22 January 2021
New Thoughts, New Ideals
This week’s New Thoughts, New Ideals column was written by Charlie Swift, EVP Head of Marketing & Account Management at Adstra
Data-driven marketing has come a long way in just two decades, from a largely distrusted discipline to accepted table stakes for any advertising campaign. As an industry, we spend a lot of time congratulating ourselves on this accelerated adoption curve—but maybe we shouldn’t. In fact, when it comes to embracing data-driven applications within our marketing programs, we’ve in some ways come too far too fast. We’ve stopped asking questions. We’ve started trusting blindly. And now, we’re literally paying for it.
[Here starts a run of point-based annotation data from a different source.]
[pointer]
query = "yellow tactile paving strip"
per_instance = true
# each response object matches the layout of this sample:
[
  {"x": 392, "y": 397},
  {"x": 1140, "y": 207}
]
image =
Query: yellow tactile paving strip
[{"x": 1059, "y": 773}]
The advent of people-based marketing is asking marketers once again to do the hard work of understanding how data maps to reality. It’s a shift of equal or even greater magnitude to the advent of data-driven advertising itself. It’s time for marketing and advertising to recalibrate its understanding of what data can and should be doing for campaigns in an identity-driven world. Here’s why.
The dramatic pendulum swing
Back around the turn of the century, when true data-driven marketing came onto the scene, the advertising industry was rife with distrust—distrust of data modeling, of predictive analytics, and, in fact, the very notion that data could yield more useful insights than good old-fashioned gut instincts. As the purveyors of the next wave in marketing’s evolution, data firms and ad tech partners spent countless time and resources proving the efficacy and accuracy of their predictive models and data applications, holding marketers’ hands as they made the shift. Adoption was slow, and the result was a lot of missed opportunities when it came to nimble campaign execution.
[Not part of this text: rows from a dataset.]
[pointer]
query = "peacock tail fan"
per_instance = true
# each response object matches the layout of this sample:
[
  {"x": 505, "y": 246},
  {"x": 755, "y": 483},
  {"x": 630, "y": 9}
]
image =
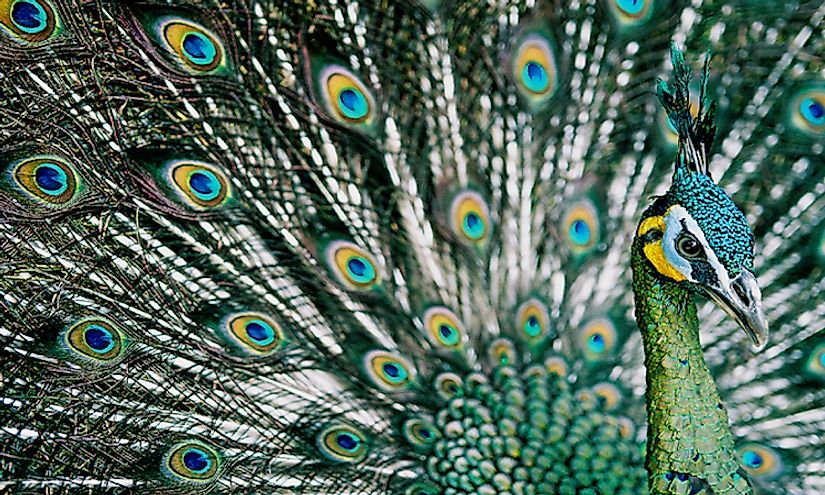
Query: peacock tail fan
[{"x": 360, "y": 246}]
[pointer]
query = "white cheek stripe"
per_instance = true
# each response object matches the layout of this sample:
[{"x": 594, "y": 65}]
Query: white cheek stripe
[{"x": 673, "y": 226}]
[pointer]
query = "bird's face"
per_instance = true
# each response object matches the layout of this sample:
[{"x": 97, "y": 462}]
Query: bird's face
[{"x": 696, "y": 236}]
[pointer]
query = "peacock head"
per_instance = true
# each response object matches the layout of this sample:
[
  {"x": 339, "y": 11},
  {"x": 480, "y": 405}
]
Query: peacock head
[{"x": 696, "y": 236}]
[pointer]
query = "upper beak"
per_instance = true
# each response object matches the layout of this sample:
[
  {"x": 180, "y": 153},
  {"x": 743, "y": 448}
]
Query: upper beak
[{"x": 743, "y": 301}]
However, as “big data” increasingly made its mark in the advertising space—not to mention the advertising trade headlines—attitudes shifted quickly. Data rapidly became a currency within the business world, and a more is better attitude prevailed. Given the vast efficiencies that were being unlocked in the programmatic media space, skepticism and curiosity fell away. Marketers ceased interrogating their data partners, instead of accepting that if data was being applied, it must be contributing to improved results.
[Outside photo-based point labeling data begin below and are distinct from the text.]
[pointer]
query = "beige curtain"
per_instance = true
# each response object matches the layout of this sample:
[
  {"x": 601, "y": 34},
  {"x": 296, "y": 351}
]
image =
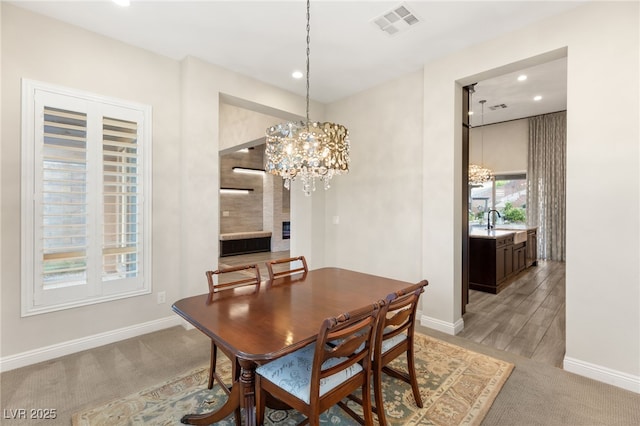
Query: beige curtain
[{"x": 546, "y": 171}]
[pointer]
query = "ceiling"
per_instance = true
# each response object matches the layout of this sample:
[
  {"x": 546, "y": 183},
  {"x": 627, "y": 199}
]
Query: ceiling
[{"x": 349, "y": 52}]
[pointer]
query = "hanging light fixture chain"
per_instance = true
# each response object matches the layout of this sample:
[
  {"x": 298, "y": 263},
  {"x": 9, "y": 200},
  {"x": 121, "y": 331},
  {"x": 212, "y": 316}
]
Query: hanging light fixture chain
[
  {"x": 307, "y": 151},
  {"x": 308, "y": 52}
]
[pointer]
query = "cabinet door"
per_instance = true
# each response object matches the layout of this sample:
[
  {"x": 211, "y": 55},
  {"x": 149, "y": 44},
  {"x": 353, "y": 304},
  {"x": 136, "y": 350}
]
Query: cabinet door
[
  {"x": 519, "y": 259},
  {"x": 532, "y": 247},
  {"x": 500, "y": 271},
  {"x": 508, "y": 260}
]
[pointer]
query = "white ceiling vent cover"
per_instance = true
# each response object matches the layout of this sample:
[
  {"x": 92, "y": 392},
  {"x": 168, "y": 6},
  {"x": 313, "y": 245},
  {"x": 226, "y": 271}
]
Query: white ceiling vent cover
[{"x": 397, "y": 20}]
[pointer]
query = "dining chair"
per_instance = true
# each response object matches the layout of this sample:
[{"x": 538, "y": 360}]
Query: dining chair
[
  {"x": 296, "y": 265},
  {"x": 226, "y": 280},
  {"x": 394, "y": 337},
  {"x": 319, "y": 376}
]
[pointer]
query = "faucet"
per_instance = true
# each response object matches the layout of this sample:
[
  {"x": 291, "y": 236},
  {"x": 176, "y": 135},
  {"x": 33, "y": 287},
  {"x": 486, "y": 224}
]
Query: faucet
[{"x": 489, "y": 219}]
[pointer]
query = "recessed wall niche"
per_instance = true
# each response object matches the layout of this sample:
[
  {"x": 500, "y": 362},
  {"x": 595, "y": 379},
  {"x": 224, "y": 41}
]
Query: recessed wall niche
[{"x": 263, "y": 209}]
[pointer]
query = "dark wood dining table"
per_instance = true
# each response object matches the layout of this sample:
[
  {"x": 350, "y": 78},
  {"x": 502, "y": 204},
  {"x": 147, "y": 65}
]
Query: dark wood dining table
[{"x": 282, "y": 316}]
Reeducating the Industry for the Age of Identity
In the data space today, most marketing organizations have gone from being far too distrustful of data to far too trusting of it. They’ve stopped trying to understand what it does and what it truly represents, instead choosing to assume that its mere presence is a positive when it comes to campaign results. In recent years, this attitude has become as problematic as it has become prevalent.
Today, the world of marketing and advertising is changing beneath our very feet as media becomes more addressable, and yet, marketers are still treating data as though nothing has changed. They are content to rely on what the leading indicators tell them – whether that’s impressions, clicks, or panels.
These days, such standalone data is meaningless without insight into the people it represents. Buying media isn’t just about driving eyeballs—it’s about driving the right eyeballs, and being able to identify the person attached to those eyeballs regardless of where they are. It is about connecting identity to message, and having the creativity within that message to inspire action. It is about developing robust testing approaches that unlock and then prove or disprove the “gut instincts” of old quickly. As consumers in a consumer-centric world, marketers understand this intuitively. However, few are asking the right questions to understand whether their data is being applied in a way that reflects this need.
Success in today’s marketing climate—where privacy legislation and tech company policies are increasingly elevating the value of first-party data—requires brands to maintain greater control over their data. Brands must understand how their assets are being leveraged through new solutions and technology to achieve their objectives in the real world. And that means it’s time to start asking the hard questions again.
Facing the uncomfortable questions
In 2021, as marketers look to realign their data practices around identity, it’s 2001 all over again. Marketers must again turn a critical eye to understanding whether their data actually represents what they’re trying to achieve with their broader marketing strategies, and must face a series of uncomfortable questions as they do so: Does the data map against reality? Does it predict what it’s supposed to predict?
Among data companies and vendors, it’s important that we help marketers realize that realigning in this sense doesn’t mean pumping the brakes on campaigns, but rather taking a firmer hold on the wheel and ensuring the bus is pointed in the right direction. After all, it’s today’s marketers who should be in the driver’s seat for their brands—not the data itself.